Because this venting is unpredictable and could occur in hazardous location, it is essential that the tank be refilled properly. Many portable tanks are equipped with fixed level gauges that can be used to determine safe fill levels. However, weighing the tank is still the most accurate method, eliminating any chance of error that might be caused by replacing the original fixed level gauge with one designed for a different tank size or shape. Note that the float-type gauges normally used for determining the amount of propane in the tank are neither reliable nor accurate enough to be used for determining safe fill levels.
Also, bear in mind that the OPD is intended to provide supplemental protection against tank overfilling, not to serve as the sole means of overfill prevention. The presence of an OPD doesn't relieve the refiller from the duty of determining the tank’s proper fill volume, either by weight or by using the fixed level gauge.
The next most common hazard is caused by storing, transporting or repairing propane tanks in enclosed areas. In addition to living areas, this also includes enclosed garages, storage sheds and passenger vehicles.
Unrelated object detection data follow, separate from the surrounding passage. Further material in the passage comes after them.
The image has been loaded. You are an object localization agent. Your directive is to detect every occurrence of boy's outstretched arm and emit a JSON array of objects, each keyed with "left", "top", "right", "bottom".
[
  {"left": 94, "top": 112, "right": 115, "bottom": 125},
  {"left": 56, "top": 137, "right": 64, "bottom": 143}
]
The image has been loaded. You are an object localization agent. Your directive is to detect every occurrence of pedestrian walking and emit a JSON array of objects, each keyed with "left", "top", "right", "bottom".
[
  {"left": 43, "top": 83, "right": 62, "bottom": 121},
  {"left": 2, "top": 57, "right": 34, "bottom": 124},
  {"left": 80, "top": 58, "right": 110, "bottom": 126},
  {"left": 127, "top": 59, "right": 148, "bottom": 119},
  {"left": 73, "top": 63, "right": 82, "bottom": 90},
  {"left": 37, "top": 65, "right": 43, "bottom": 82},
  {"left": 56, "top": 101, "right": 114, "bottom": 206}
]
There are plenty of other propane safety tips, ranging from the subtle to the obvious:
If you smell propane gas, follow these emergency steps:
Put out smoking materials and other open flames.
Don't operate electric switches, light matches or use a phone. Any spark or flame in the area could ignite the gas.
Immediately get everyone out of the RV, vehicle or other enclosed area.
Close all gas tank or cylinder supply valves.
Do not re-enter the area. Use a neighbor’s telephone to call a trained propane service person and/or the fire department.
Let the service person or firefighters check for propane gas leaks. Have them air out the area before you return.
Have properly trained propane service people repair any leak, then check and relight pilot lights for you.